It may be the first time Rising Stars has featured a singing ensemble, and it was a fine choice. If the four to one ratio seems unbalanced, that sells short soprano Anna Lippert. She more than holds her own with the others, her voice soaring and illuminating their harmony with light and color.

The evening included Bach, Purcell, and — as was announced from the stage — that very prolific composer Anonymous. The group is particularly skillful at navigating the merry tangle of a Bach fugue. Their choice for this program was “Alles, was Oden hat, lobe den Herrn.”

They blended exquisitely in the Spanish Renaissance song “Dindirin, dindirin” and played air guitar in a dramatic number “La bomba,” about a sinking ship.

Their choice of Irish and pop songs was a treat. They exhibited an outstanding creamy blend in Charles Sanford’s “The Blue Bird,” and Sting’s “Fragile” was lovely.

They tried, nearly in vain, to get the audience to sing along with the chorus of Monty Python’s “Always Look on the Bright Side,” but got a standing ovation after a particularly complex arrangement of Bobby Ferrin’s “Don’t Worry, Be Happy.”

Calmus sang to a nearly sold-out house, something which has not always happened at the Rising Stars concerts, From the very beginning it seemed that this showcase of promising young musicians in the festival’s year-round facility had to fight for an audience.

It was not for lack of talent.
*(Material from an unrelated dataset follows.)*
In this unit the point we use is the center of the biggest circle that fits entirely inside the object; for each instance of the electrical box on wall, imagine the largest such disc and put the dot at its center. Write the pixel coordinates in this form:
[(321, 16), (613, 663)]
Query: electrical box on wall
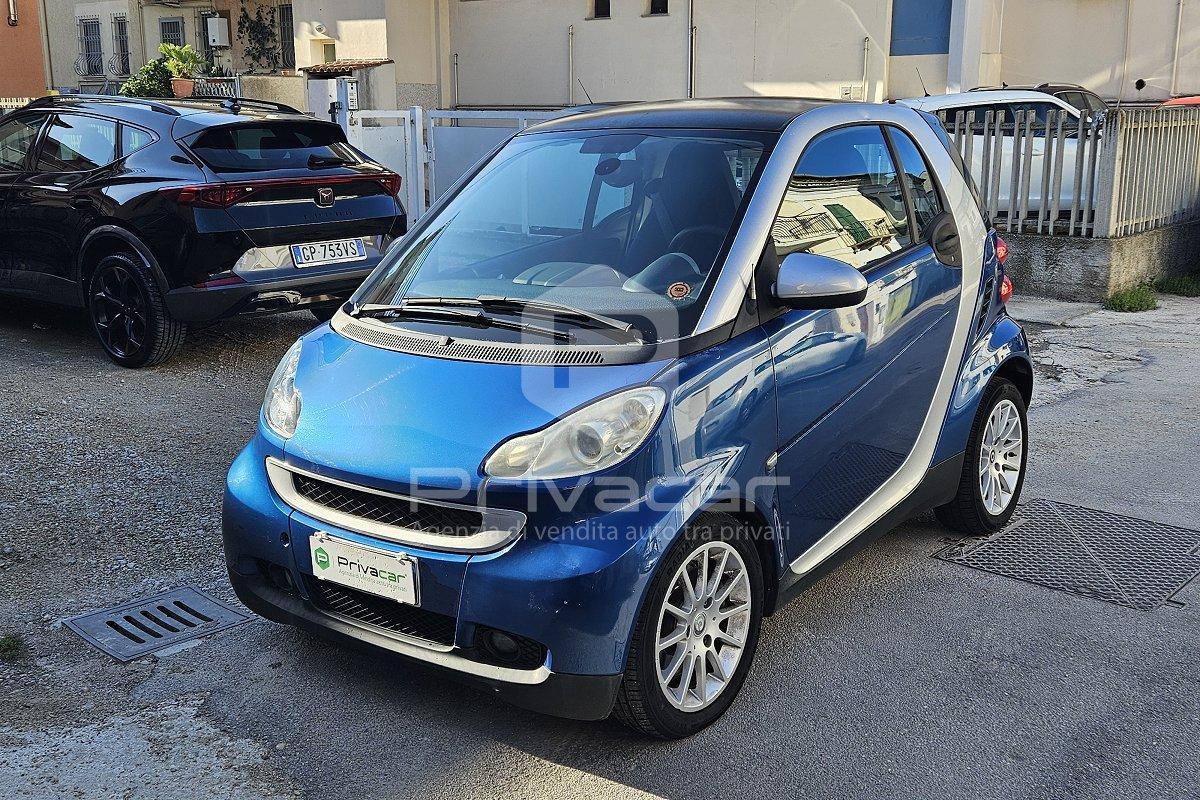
[(217, 29)]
Their roster included local luminaries, such as violinist Rachel Barton Pine, pianists Anthony Molinaro and Elizabeth Joy Roe, as well as nationally and internationally known violinists Pamela Frank, Gil Shaham and Maxim Vengerov, pianists Lang Lang, Jonathan Biss and Joyce Yang, cellists Zuill Bailey and Claudio Bohórquez and clarinetist Anthony McGill.

However, beginning last season, Ravinia instituted summer classical concerts in Bennett Gordon for $10 and extended that modest price to Rising Stars concerts. It also trimmed the number of concerts to concentrate attention on the young artists who would be coming.

That strategy certainly worked Saturday night. The young people got an appreciate crowd and the audience got a bargain. You can’t beat that.